The Art of Feature Engineering

The Importance of Feature Engineering in Machine Learning

Mohit Mishra
8 min readJun 12, 2023

“Feature engineering is the art of turning data into gold.” — Oluwafemi Sule

Introduction

Feature engineering is the process of transforming raw data into features that are more informative and useful for machine learning algorithms. It is a critical step in the machine learning process, as it can significantly improve the performance of models.

Credits

There are many different challenges associated with feature engineering. Some of the most common challenges include:

  • Missing data: Missing data can be a major problem, as it can lead to bias in models.

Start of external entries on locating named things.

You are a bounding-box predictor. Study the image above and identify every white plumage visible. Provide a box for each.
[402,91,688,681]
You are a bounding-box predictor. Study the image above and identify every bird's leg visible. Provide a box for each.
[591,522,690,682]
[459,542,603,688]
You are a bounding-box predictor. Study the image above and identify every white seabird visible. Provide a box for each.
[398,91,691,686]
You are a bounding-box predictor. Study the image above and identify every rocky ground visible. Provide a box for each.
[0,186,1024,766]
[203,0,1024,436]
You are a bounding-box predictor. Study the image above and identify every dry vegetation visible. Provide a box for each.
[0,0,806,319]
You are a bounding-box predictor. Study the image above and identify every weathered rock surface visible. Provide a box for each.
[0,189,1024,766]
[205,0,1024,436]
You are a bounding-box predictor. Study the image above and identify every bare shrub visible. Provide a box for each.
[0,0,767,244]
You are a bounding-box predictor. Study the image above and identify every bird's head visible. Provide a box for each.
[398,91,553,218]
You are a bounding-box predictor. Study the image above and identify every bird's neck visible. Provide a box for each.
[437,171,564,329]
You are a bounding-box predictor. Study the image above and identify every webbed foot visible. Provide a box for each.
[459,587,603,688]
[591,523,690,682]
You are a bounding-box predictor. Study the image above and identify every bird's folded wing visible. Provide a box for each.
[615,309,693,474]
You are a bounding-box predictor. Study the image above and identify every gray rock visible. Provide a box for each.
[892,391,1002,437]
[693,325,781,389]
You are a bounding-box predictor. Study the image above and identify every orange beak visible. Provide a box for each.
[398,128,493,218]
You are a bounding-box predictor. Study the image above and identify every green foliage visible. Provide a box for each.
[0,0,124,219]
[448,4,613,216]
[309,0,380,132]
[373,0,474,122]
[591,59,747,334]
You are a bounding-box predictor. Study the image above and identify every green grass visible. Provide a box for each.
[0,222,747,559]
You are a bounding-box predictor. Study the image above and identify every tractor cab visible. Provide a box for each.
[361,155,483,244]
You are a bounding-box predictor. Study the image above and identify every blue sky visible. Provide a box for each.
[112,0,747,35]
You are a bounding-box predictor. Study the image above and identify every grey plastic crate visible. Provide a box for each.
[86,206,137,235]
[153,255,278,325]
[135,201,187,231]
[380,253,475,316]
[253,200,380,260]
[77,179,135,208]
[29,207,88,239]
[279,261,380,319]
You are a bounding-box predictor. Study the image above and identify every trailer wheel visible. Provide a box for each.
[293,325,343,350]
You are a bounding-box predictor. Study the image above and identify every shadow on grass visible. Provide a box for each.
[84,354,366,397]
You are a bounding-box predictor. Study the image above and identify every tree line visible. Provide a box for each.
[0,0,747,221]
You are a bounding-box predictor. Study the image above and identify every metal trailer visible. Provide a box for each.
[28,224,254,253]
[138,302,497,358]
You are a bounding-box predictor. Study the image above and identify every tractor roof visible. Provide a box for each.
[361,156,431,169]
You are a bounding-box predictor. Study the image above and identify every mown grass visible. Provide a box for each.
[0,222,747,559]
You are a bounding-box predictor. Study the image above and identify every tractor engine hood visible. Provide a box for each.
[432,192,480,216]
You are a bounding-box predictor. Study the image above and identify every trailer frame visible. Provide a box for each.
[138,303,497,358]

There are a number of techniques that can be used to deal with missing data, such as imputation and deletion.
  • Categorical data: Categorical data can be difficult to handle, as it is not directly understandable by machine learning algorithms. There are a number of techniques that can be used to convert categorical data into numerical data, such as one-hot encoding and ordinal encoding.
  • Outliers: Outliers are data points that are significantly different from the rest of the data. Outliers can lead to bias in models, and they should be treated carefully.
  • High dimensionality: High dimensional data can be difficult to handle, as it can lead to overfitting. There are a number of techniques that can be used to reduce the dimensionality of data, such as dimensionality reduction and feature selection.

“Feature engineering is the process of transforming data into features that better represent the underlying problem.” — Chris Albon

Why Do We Need Feature Engineering?

Feature engineering is important because it can significantly improve the performance of machine learning models. A well-engineered feature set can make it easier for models to learn the underlying relationships in the data, and it can also help reduce overfitting.

How can we solve it?

There are several techniques that can be used to address the challenges of feature engineering. These techniques include:

  1. Domain knowledge: Having a deep understanding of the problem domain can help identify relevant features and transformations that are likely to be useful for the model. For example, in a medical diagnosis problem, domain knowledge about symptoms and diseases can be used to create features that capture the most important information.
  2. Feature selection: Feature selection is the process of selecting a subset of features that are most relevant to the problem at hand. This can help reduce the number of features and improve the performance of the model. One approach to feature selection is to use statistical methods such as correlation analysis or feature importance ranking.
  3. Feature scaling: Feature scaling is the process of standardizing or normalizing the values of each feature so that they have similar ranges. This can help improve the performance of some machine learning algorithms, such as those that rely on distance-based metrics.
  4. Feature transformation: Feature transformation is the process of applying mathematical functions to the features to create new features that capture more complex relationships between the variables. This can help to improve the performance of some machine learning algorithms, such as those that rely on linear models.
  5. Feature extraction: Feature extraction is the process of creating new features from raw data using techniques such as dimensionality reduction or clustering. This can help to reduce the complexity of the data and improve the performance of some machine learning algorithms.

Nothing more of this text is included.